Reimagining Texas Infrastructure: Texas A&M Students Turn Water Towers Into Beacons Of The Future
In a visionary design studio, architecture students explored how Texas’ iconic water towers could evolve into hubs of climate resilience, community engagement and environmental innovation.
What if one of Texas’ most recognizable structures could help solve the challenges of tomorrow?
More than 1,000 water towers rise above Texas towns and cities. Painted with mascots, logos and local pride, they quietly store water, stabilize pressure and support communities during power outages. But what if these utilitarian structures could do more?
That question drove a senior architecture studio at Texas A&M University’s College of Architecture, where students reimagined water towers as tools for climate resilience, civic engagement and environmental innovation. Titled “Dreamed Water Towers,” the course was led by Visiting Associate Professor María Peñalver Izaguirre.
“We propose prototypes and explore how these towers could play a critical role in future environmental strategies,” Peñalver said. “This is not just an exploration of infrastructure; it’s a chance to reimagine the future of Texas’s landscape through design driven by aspirations or the desire to inspire hope.”

Texas A&M architecture students review research and design concepts for their “Dreamed Water Towers” project, which reimagines the state’s iconic structures as tools for environmental and social innovation.
Uncovering Potential
The studio, ARCH 406, brought together 15 graduating architecture students for a semester-long design challenge. Their task: study the current state of water towers across Texas and imagine how they might evolve to meet the needs of 2050.
“The most challenging part of this project was choosing a modern issue that Texas faces,” said Katherine Isakson ’25. “Dramatizing it without becoming fictional, and creating a logical solution to this problem in 2050.”
Students considered how water towers — typically seen as purely functional — could take on new roles, from ecological repair to public space.

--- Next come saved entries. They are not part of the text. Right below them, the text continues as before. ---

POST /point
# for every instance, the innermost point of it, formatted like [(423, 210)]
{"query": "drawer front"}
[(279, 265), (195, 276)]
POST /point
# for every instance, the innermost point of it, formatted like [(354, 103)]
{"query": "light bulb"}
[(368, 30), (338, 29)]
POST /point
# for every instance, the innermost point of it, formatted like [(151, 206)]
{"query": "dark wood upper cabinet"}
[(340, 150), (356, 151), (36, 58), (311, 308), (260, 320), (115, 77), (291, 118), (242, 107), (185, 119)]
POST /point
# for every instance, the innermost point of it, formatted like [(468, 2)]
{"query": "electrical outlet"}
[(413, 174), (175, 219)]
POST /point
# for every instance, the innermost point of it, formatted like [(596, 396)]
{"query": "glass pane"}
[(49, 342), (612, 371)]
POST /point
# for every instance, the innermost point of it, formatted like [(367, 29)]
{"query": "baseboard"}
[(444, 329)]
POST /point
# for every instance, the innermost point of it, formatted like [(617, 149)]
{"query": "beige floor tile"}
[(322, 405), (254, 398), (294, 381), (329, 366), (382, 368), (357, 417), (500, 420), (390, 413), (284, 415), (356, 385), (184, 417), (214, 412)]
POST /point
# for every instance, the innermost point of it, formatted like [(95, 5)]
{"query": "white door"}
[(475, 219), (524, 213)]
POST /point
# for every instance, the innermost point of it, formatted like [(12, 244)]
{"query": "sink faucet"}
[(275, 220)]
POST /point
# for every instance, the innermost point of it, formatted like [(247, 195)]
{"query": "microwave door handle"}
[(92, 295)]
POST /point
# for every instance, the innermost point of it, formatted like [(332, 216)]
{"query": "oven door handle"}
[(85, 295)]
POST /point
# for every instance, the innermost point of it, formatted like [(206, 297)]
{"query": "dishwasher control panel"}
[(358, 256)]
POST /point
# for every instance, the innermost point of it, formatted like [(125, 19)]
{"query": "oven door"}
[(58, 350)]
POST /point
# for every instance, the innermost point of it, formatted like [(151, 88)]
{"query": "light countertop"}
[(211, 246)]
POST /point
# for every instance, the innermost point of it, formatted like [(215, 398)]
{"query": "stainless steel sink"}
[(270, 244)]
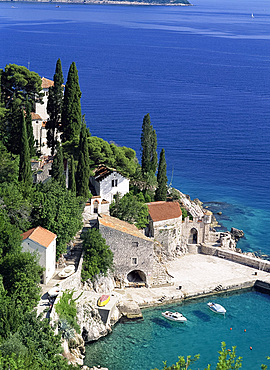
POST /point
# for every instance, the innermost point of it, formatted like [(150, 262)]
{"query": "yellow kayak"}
[(103, 300)]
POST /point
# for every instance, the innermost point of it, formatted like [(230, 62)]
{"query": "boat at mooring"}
[(217, 308), (103, 300), (174, 316)]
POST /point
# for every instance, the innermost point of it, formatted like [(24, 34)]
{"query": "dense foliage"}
[(54, 106), (227, 361), (130, 208), (59, 210), (161, 190), (98, 258), (71, 113), (67, 310)]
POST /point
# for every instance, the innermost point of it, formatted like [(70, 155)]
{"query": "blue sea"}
[(202, 72)]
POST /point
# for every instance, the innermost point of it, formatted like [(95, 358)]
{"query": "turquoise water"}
[(202, 73), (143, 345)]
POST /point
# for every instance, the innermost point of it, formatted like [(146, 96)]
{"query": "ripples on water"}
[(144, 345)]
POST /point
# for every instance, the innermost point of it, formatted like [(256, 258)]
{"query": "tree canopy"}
[(71, 113), (98, 258)]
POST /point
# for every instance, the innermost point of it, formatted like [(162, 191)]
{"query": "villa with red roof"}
[(43, 242)]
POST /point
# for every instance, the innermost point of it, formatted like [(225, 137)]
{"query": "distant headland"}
[(118, 2)]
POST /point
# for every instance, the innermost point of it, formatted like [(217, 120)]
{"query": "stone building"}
[(133, 251), (174, 234), (40, 117), (106, 182), (165, 224), (43, 242)]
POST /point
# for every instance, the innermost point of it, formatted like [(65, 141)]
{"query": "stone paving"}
[(198, 274)]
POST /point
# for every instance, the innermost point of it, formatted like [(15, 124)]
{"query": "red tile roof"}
[(101, 172), (40, 235), (160, 211), (123, 226)]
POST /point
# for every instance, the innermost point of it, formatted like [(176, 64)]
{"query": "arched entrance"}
[(193, 236), (136, 276)]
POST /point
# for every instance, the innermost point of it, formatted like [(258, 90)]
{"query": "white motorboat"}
[(67, 271), (174, 316), (53, 292), (217, 308)]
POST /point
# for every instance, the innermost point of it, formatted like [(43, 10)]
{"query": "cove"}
[(143, 345)]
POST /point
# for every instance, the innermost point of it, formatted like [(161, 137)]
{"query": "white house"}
[(40, 117), (44, 242), (106, 182)]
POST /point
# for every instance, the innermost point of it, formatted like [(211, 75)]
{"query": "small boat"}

As a visiting professor from Spain, Peñalver encouraged students to approach the problem from unfamiliar angles, questioning assumptions about infrastructure and its potential.
A Studio In Two Acts
Documenting The Present
The semester began with a focused research phase. Inspired by photographers Bernd and Hilla Becher, famous for capturing industrial architecture in black-and-white typologies, each student studied 14 water towers from across Texas. In total, the class analyzed 210 towers, collecting data and creating detailed drawings to better understand each structure’s form, function and cultural context.
Working in a unified grayscale graphic style, students documented factors such as age, shape, location, purpose and symbolic meaning. By visually standardizing their work, they highlighted how this seemingly uniform infrastructure can reflect the distinct character of local communities.

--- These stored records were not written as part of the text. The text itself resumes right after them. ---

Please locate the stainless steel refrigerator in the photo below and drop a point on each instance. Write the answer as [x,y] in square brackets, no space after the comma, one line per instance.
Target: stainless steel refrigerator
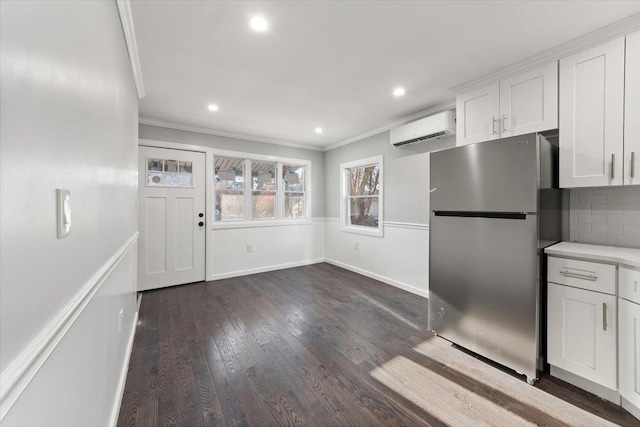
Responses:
[494,207]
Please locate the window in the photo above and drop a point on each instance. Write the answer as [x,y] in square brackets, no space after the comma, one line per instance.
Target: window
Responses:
[169,173]
[264,191]
[255,189]
[229,188]
[362,196]
[293,186]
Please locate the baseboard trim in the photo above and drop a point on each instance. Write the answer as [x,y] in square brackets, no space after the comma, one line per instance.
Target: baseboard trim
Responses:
[630,407]
[17,376]
[123,373]
[380,278]
[247,272]
[576,380]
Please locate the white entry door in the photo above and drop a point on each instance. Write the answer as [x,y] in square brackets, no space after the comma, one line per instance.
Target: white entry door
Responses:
[171,217]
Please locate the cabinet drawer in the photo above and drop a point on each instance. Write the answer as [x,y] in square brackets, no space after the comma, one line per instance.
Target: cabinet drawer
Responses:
[593,276]
[629,284]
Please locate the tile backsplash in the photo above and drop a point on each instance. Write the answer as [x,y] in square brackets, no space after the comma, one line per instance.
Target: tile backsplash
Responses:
[606,216]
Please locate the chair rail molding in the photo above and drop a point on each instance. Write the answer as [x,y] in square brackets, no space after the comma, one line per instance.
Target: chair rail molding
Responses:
[17,376]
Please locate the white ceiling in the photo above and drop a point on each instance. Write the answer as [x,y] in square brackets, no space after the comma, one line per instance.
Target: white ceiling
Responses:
[334,64]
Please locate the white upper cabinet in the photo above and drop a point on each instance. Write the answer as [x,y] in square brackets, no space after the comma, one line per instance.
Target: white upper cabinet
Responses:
[529,101]
[591,116]
[632,110]
[478,113]
[525,103]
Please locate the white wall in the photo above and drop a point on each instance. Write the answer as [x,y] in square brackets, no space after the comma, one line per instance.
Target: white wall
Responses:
[401,256]
[274,247]
[69,120]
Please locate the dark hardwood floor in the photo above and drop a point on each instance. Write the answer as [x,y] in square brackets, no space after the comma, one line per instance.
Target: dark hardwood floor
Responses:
[319,345]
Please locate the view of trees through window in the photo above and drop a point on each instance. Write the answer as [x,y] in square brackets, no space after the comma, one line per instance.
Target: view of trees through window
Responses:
[293,184]
[363,195]
[229,188]
[261,196]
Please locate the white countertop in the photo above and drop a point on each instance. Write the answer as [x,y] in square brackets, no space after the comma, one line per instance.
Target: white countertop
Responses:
[627,256]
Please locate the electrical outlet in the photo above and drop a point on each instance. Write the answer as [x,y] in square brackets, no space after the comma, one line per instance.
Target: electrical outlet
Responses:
[120,320]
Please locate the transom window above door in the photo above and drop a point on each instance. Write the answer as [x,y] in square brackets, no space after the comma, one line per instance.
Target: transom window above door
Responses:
[260,190]
[169,173]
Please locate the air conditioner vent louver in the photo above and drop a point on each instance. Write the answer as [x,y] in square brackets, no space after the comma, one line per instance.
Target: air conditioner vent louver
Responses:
[422,138]
[433,127]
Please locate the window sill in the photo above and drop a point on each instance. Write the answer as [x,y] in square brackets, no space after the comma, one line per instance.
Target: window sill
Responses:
[260,223]
[368,231]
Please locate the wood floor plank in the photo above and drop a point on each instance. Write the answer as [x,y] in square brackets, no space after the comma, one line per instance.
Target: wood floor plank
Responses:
[322,346]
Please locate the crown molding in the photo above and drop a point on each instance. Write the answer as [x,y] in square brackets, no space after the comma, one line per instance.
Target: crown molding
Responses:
[601,35]
[124,10]
[215,132]
[419,115]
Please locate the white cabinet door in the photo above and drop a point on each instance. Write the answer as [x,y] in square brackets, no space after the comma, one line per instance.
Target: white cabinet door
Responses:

“It was unique in that it challenged my graphic capability to design and draw in a style that was uniform to a collective,” said Paige Barrow ’25.

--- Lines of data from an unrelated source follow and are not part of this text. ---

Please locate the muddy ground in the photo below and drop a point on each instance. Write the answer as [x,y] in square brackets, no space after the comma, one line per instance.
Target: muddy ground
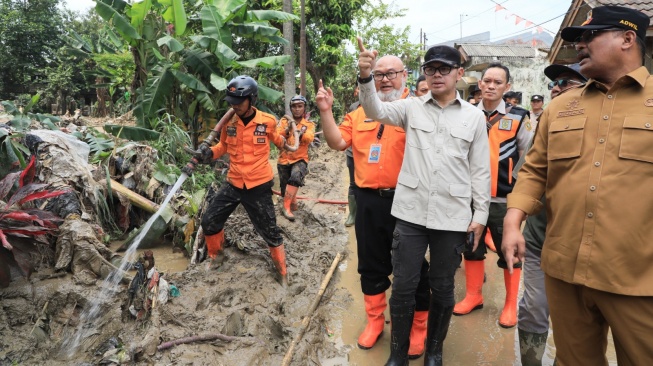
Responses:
[241,298]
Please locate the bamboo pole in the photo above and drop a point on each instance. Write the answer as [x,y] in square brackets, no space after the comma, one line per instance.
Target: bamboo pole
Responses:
[311,310]
[140,201]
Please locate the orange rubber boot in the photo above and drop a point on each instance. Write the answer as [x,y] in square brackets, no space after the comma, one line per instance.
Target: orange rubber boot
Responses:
[489,242]
[508,318]
[214,244]
[474,272]
[418,334]
[374,307]
[279,259]
[291,193]
[293,204]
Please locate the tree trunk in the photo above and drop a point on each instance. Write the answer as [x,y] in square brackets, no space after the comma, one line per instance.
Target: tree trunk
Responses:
[302,51]
[102,95]
[289,49]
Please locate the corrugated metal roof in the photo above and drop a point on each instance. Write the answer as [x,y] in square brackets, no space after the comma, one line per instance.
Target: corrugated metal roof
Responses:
[499,51]
[645,6]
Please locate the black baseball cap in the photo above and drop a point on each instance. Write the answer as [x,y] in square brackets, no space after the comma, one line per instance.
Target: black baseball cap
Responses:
[235,100]
[445,54]
[610,16]
[553,71]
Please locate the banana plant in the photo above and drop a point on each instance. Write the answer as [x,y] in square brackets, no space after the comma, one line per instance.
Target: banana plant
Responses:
[184,65]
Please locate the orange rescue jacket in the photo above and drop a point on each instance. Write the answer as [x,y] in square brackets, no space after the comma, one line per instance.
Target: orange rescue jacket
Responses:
[307,130]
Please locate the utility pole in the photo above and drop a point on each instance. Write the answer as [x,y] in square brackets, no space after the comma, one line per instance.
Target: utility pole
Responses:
[303,51]
[461,26]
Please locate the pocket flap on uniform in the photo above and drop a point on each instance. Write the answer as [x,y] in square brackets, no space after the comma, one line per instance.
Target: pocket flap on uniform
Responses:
[422,124]
[639,122]
[462,133]
[367,126]
[460,190]
[568,124]
[408,179]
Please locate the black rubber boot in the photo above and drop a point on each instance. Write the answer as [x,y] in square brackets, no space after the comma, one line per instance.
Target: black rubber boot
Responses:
[402,321]
[437,328]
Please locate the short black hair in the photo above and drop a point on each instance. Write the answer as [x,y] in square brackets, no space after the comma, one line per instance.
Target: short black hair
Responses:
[497,65]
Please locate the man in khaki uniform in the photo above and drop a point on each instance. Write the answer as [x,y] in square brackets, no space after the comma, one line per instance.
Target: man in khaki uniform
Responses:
[593,158]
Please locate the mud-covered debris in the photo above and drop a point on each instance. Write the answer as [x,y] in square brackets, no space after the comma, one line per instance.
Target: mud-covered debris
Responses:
[78,248]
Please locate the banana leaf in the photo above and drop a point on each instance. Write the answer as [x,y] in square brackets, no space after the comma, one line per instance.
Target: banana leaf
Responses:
[132,133]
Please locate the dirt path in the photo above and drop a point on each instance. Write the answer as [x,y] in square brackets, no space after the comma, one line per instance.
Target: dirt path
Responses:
[242,298]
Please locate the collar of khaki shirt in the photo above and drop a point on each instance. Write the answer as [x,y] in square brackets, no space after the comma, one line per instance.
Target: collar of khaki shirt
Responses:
[638,75]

The class’s research was also supported by a custom interactive map, which visualized the towers’ distribution across the state.
Designing The Future
In the second half of the course, students looked ahead. They were asked to imagine Texas in 2050 and redesign water towers to meet the social and environmental challenges of that future.
Some towers became community gathering places. Others incorporated renewable energy systems, urban agriculture or ecological features like rainwater harvesting and pollinator habitats.
“The intention in our individual project was to discuss the importance of infrastructure in the event of environmental and social crisis,” Barrow said.
To communicate their visions, students created drawings, models and narrative concepts that combined creativity with realism.
Why It Matters
Rather than seeing infrastructure as static, students were encouraged to think of it as adaptable. Water towers, once background features of the landscape, became platforms for innovation.
“Students define projects that are not only functional but also aim to provoke reflection or challenge conventional boundaries,” Peñalver said. “They sharpen their skills in creating new narratives, drawing, model making and representation.”
Looking Ahead
The studio concluded with a final review on April 25. While the course has ended, there is interest in continuing the research and submitting the work to the 2026 World Congress of Architects in Barcelona.
As Texas prepares for an uncertain future, Dreamed Water Towers reminds us that even the most ordinary infrastructure can inspire extraordinary ideas. The question isn’t just “What is a water tower?” — but “What could it become?”